Invagination, also known incorrectly as “intestinal knotting”, means the intertwining of the intestines. In fact, in everyday life, the intestines go in and out of each other. If the entering bowel cannot come back, then signs of intussusception occur. It is most commonly seen in infancy (6 months-1 years). It is more common in seasonal changes such as spring and autumn. Intussusception in children of this age occurs when the last part of the small intestine (ileum) enters the first part of the large intestine (cecum) (ileo-cecal intussusception). Increased bowel movements for reasons such as diarrhea may cause intussusception. This is the reason why it is seen more frequently in rotavirus outbreaks. The last part of the small intestine is rich in lymph tissue.
In general systemic infections such as upper respiratory tract infection, the lymph tissue found here also swells. This thickened tissue prevents the bowel, which has become intertwined for any reason, from coming back. If there is a polyp in the intestine, it can also cause intussusception. In children over the age of two, intestinal lymphoma (lymph cancer) is one of the causes of intussusception. Invagination first begins with vomiting. Vomiting, which initially contains what the child ate, turns yellow-green after a while. This is a sign of intestinal obstruction. The blockage causes the intestines to swell backwards.
This is seen as distention in the abdomen. As time passes, the edema that occurs in the inner wall of the intertwined intestine causes bleeding from there. This is why blood comes from the anus during intussusception. This condition, defined as bleeding in the form of “strawberry jelly”, is the most typical finding of intussusception. Patients with invagination are hospitalized, vascular access is established, and antibiotic treatment is started with serum therapy. As a result, the main treatment of the disease is interventional methods and surgery under emergency conditions.
Treatment Options:
Reduction with Hydrostatic-Serum (Isotonic): Barium or isotonic fluid (saline) with ultrasonography is injected into the intestines through the anus at a maximum of 1.5 meters above 150 mm/Hg pressure. It is a method of opening the nested intestines by giving them. It should not be applied to delayed and poor patients. It can be repeated up to two or three times. The success rate is between 50-90%. If there is no opening, open surgical technique should be used. The probability of recurrence after reduction of the disease is 2-20%, and recurrences mostly occur in the first 72 hours.
Pneumatic (with air) reduction: It is the process of opening the nested intestines by giving the air to the intestines through the anus. It should not exceed 80 mm/Hg in infants and 110-120 mm/Hg in older children. The chance of success is 75-90%. The probability of recurrence after reduction of the disease is 2-20%, and recurrences mostly occur in the first 72 hours.
Surgical Treatment:
Lapasroscopic Reduction: It is the process of opening the intestines with the help of laparoscopy. If the conditions are suitable, the postoperative period is more comfortable than open surgery and the cosmetic results are better.

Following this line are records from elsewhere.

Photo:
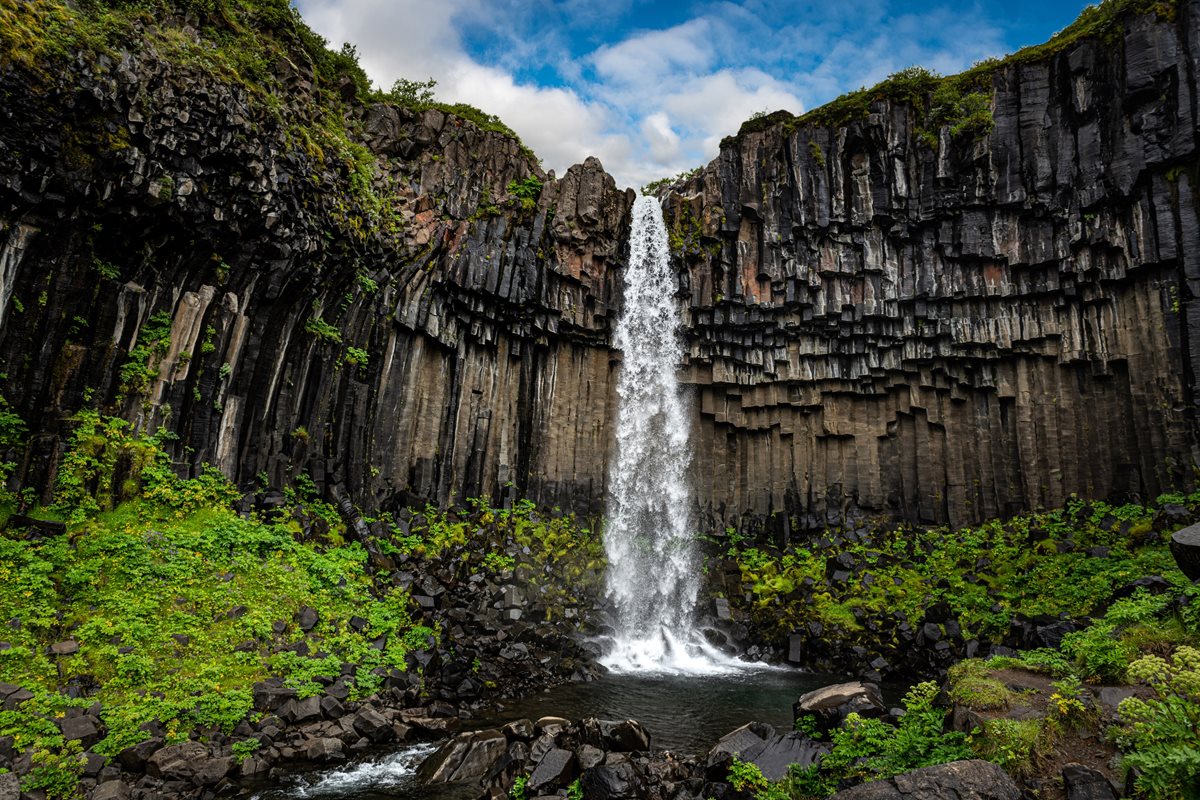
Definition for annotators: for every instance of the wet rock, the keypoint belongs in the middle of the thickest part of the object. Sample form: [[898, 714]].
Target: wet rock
[[325, 750], [109, 791], [623, 737], [467, 758], [1083, 782], [373, 726], [178, 762], [1186, 549], [553, 770], [832, 704], [270, 696], [612, 782], [759, 744], [136, 757], [970, 780], [307, 618], [520, 729], [83, 728]]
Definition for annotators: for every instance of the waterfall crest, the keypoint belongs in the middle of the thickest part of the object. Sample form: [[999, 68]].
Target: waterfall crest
[[653, 565]]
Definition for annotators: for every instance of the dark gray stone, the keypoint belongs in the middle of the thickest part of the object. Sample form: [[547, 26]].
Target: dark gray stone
[[555, 770], [1083, 782], [325, 750], [970, 780], [467, 758]]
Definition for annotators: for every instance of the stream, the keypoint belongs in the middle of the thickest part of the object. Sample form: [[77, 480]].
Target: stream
[[684, 714]]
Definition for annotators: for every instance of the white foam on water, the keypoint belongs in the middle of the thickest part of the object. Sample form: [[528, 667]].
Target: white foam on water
[[387, 773], [665, 653], [649, 537]]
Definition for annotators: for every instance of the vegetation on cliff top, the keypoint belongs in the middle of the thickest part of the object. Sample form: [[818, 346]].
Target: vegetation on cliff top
[[960, 101], [287, 73]]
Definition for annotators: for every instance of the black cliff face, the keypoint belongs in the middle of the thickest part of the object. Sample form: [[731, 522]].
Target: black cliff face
[[940, 334], [960, 328]]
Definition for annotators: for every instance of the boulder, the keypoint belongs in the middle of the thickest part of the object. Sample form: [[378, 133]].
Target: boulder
[[325, 749], [622, 737], [213, 770], [270, 696], [612, 782], [67, 648], [307, 618], [373, 726], [553, 771], [832, 704], [519, 729], [971, 780], [1083, 782], [1186, 549], [467, 758], [178, 762], [759, 744], [135, 757], [83, 728], [109, 791]]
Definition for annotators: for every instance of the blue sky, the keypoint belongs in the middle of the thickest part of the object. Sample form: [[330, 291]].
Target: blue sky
[[652, 88]]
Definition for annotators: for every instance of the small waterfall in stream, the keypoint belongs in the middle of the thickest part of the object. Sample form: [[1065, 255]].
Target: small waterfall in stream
[[653, 566]]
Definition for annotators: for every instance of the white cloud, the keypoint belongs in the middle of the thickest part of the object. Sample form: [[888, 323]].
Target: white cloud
[[654, 55], [658, 101]]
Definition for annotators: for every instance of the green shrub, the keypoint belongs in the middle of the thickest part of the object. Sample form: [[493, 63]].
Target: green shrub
[[972, 685], [1013, 744], [1158, 735]]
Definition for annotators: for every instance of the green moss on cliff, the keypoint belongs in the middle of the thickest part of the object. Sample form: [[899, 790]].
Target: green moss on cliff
[[919, 88]]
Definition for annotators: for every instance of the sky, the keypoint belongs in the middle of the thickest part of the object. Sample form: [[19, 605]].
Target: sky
[[651, 88]]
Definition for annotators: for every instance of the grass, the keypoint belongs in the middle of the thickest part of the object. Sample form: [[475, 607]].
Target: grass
[[1032, 565], [919, 88], [179, 605], [253, 46]]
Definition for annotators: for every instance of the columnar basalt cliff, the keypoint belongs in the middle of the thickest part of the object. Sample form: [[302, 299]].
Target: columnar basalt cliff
[[880, 323], [448, 342], [953, 329]]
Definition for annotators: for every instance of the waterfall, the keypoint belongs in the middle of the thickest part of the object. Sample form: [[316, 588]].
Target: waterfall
[[653, 565]]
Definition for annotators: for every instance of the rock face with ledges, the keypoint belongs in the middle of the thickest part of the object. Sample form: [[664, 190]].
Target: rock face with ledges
[[479, 326], [875, 325], [957, 332]]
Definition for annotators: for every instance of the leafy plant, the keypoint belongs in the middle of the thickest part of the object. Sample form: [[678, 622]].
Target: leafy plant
[[245, 749], [526, 191], [1158, 734], [323, 330]]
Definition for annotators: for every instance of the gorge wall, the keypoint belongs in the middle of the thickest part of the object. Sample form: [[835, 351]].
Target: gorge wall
[[958, 331], [942, 334]]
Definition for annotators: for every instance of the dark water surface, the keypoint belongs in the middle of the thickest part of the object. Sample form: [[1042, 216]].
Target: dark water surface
[[683, 714]]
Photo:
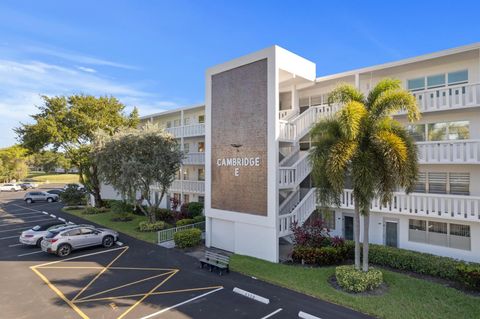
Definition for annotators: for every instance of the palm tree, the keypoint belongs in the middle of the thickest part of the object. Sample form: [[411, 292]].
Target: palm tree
[[363, 141]]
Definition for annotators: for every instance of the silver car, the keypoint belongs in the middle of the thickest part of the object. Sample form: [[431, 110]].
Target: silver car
[[34, 235], [63, 241], [31, 197]]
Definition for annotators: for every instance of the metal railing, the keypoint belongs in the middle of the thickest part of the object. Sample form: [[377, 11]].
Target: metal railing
[[167, 234]]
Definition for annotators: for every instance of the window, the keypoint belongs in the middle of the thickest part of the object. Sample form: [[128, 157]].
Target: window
[[437, 183], [458, 77], [201, 174], [416, 84], [437, 131], [459, 183], [458, 130], [417, 131], [434, 81], [421, 184], [201, 147]]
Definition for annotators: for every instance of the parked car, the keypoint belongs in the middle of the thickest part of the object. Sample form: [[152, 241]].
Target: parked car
[[26, 186], [75, 185], [31, 197], [63, 241], [55, 191], [34, 235], [10, 187]]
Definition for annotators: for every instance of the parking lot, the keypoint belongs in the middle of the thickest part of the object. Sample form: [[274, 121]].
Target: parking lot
[[133, 279]]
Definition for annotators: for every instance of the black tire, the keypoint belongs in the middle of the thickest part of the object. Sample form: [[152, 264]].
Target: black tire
[[108, 241], [64, 250]]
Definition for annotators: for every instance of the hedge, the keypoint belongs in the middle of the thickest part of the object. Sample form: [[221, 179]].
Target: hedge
[[188, 238], [145, 226], [354, 280]]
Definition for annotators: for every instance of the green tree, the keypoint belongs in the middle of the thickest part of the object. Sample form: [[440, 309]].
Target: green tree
[[13, 163], [69, 124], [363, 141], [137, 160]]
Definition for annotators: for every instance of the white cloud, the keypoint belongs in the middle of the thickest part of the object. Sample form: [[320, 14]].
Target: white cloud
[[23, 82]]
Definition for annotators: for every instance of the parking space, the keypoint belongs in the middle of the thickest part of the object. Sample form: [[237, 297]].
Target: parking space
[[134, 280]]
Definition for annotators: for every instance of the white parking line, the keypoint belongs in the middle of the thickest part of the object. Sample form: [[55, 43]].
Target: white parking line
[[181, 303], [27, 222], [273, 313], [305, 315], [9, 237], [251, 295], [35, 252]]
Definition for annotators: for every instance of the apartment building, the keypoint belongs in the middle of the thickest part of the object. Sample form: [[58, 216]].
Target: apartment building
[[247, 152]]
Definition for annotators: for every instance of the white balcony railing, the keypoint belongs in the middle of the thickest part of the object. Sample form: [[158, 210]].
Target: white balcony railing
[[447, 98], [291, 176], [194, 159], [294, 129], [187, 130], [449, 152], [187, 186], [299, 214], [418, 204]]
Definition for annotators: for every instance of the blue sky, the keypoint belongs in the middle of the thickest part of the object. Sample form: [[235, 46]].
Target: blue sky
[[153, 54]]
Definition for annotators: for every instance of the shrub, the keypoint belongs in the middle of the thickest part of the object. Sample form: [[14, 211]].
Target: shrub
[[188, 238], [199, 219], [73, 196], [145, 226], [94, 210], [186, 221], [354, 280], [322, 256], [469, 275], [195, 209]]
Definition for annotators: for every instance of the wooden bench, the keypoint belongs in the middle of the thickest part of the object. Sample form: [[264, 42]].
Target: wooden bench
[[215, 261]]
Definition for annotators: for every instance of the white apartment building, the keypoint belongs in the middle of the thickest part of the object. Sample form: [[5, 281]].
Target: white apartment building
[[247, 152]]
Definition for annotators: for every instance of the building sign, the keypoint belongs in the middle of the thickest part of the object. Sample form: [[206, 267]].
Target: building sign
[[239, 139]]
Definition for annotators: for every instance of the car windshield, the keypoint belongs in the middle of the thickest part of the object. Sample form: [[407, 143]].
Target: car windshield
[[51, 234]]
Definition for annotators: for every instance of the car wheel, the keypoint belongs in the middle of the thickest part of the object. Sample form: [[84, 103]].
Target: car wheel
[[64, 250], [108, 241]]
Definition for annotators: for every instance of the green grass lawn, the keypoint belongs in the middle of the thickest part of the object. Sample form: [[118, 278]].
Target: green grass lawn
[[407, 297], [53, 178], [129, 228]]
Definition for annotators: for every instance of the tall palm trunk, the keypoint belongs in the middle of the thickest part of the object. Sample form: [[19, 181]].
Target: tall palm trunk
[[366, 224], [356, 235]]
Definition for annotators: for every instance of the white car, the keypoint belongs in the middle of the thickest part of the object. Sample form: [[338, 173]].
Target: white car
[[10, 187]]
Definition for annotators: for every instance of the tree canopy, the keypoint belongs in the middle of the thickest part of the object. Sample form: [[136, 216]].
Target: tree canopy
[[69, 124], [364, 142], [139, 162]]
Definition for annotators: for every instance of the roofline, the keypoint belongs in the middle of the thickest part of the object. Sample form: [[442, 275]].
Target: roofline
[[420, 58], [183, 108]]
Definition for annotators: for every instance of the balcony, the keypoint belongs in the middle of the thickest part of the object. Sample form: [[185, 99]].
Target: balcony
[[453, 207], [187, 186], [448, 98], [194, 159], [449, 152], [187, 130]]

Open Surgery: It should be preferred when the above treatment options fail or patients are not suitable for these options. In open surgery, if the intestinal circulation is not impaired and there is no congenital anomaly that will cause invagination, manually opening the intestines (manual reduction) is sufficient. If the process is prolonged and intestinal circulation is impaired, part of the intestines can be removed during the surgery (segmental resection) or the end of the intestine can be mouthed to the abdominal wall (making a stoma).